The country is also a big potential in the hydroelectric energy. This potential has been exploited since the 50s and 60s. Now, for the big dams, the country is nearly saturated. However, there is an interesting potential for the mini hydro.

Mexico also has geothermic energy: in the states of Michoacan and Baja California. This area was very developed in the 80s (Mexico was among the world leaders in geothermic energy), but the CFE ceased to invest in it afterwards.

There are plans to develop tidal power and biomass, but nothing concrete yet. For the biomass, just look at the tequila and mescal industry: they create a huge quantity of organic waste, that for sure would be very useful in biomass power plants.

Of these energies, the only two that are economically rentable for the moment are the wind energy, and the solar energy.

Swinging between private and public company:

Until 75 years ago, there were many private companies generating electricity in Mexico. But there was inequality in the repartition of this energy. So the government took control of this industry, and electrified the country, in order to reach the 98% of the house connected to the grid nowadays.

In Mexico, the government is responsible for the whole chain of the electricity. The CFE generates, distributes and sells the electricity (In Europe, it is already several years that the national champions have been sliced down to separate these activities). Until recently, in Mexico, the strategic activities had to be a state monopoly, and the electricity was one of them, along with the oil exploitation (and the idea is still debated now, the recent privatization of Pemex has thrown thousands of people to protest in the streets). This privatization is due to the end of cheap oil resources in Mexico: now, big investments must be carried out to extract new oil, and Pemex does not want to be the only company taking risks here.

In 1998, a law was passed so that, under some strict conditions, private electricity producers can be accepted. This law defines 6 very limited cases (one of them being the self-sufficiency). Currently, about 40-45% of the electricity comes from private plants.

There is no feed-in tariff, nor any other kind of incentive for the renewable energy. Only the most rentable projects will be conducted (like the wind energy in Oaxaca).

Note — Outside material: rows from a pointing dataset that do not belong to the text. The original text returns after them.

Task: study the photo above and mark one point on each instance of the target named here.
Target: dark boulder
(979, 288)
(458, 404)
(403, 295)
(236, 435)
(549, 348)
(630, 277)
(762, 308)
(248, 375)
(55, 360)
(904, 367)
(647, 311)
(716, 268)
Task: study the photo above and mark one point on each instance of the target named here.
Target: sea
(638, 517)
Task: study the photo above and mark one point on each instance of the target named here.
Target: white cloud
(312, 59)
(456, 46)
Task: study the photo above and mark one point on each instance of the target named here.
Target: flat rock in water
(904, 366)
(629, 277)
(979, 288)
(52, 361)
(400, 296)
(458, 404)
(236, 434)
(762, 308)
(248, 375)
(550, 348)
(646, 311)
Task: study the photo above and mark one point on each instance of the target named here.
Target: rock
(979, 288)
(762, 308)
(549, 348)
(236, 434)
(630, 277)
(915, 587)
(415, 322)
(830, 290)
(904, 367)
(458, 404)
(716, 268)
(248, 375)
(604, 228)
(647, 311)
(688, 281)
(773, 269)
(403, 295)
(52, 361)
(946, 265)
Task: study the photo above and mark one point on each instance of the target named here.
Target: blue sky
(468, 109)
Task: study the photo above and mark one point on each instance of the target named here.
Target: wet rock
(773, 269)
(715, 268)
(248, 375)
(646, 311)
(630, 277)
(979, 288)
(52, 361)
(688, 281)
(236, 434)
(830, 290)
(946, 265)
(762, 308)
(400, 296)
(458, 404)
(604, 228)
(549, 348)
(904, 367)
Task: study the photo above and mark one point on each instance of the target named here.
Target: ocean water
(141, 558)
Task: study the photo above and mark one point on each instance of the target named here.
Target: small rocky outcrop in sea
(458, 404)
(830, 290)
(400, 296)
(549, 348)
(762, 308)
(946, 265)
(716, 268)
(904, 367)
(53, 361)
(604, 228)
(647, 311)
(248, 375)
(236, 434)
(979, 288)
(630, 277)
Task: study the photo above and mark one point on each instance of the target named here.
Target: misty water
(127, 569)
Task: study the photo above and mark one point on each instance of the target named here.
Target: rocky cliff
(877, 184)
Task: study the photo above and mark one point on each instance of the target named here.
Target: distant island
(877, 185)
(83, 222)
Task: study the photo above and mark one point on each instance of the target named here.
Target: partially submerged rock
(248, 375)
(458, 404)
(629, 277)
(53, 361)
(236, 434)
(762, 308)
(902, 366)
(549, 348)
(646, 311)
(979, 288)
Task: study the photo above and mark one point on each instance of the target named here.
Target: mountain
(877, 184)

A few months ago, an energetic reform opened a space for the generation and sales of the electricity.

Then government chose the time of the Football World Cup to debate in the Congress about the secondary laws of the energetic reform! Rafael and his company depend on the results of this debate to know if their business is sustainable for the next years. With this reform, it is expected that a particular individual can sell electricity to the network.

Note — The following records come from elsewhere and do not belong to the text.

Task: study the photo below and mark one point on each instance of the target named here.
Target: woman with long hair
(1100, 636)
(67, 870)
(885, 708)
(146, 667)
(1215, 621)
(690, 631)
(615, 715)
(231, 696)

Private individuals and small shops depend on the CFE, while the big consumers will be able to choose the private producers.

In the industrial sector, the price of the electricity decreases if you consume more. It is an incentive to consume more energy, and not less as the reason would say.

Some measures for the energetic transition:

The Infonavit, an agency from the government, gives money for installing in the newly built houses technologies for saving energy. This has created a niche, with the constructors making a bigger margin thanks to this funding, but it has allowed the spreading of the solar water heaters. In fact, this type of heater is very efficient, its return on investment is in one or two years.

Several agencies have been created by the Mexican government to foster renewable energies and technologies. One for the energetic efficiency, one for the invention in energy (divided into solar, wind, geothermy, !)

For the rural communities, the state provides efficient stoves: in those places, the old stoves require a lot of firewood, which accentuates the deforestation.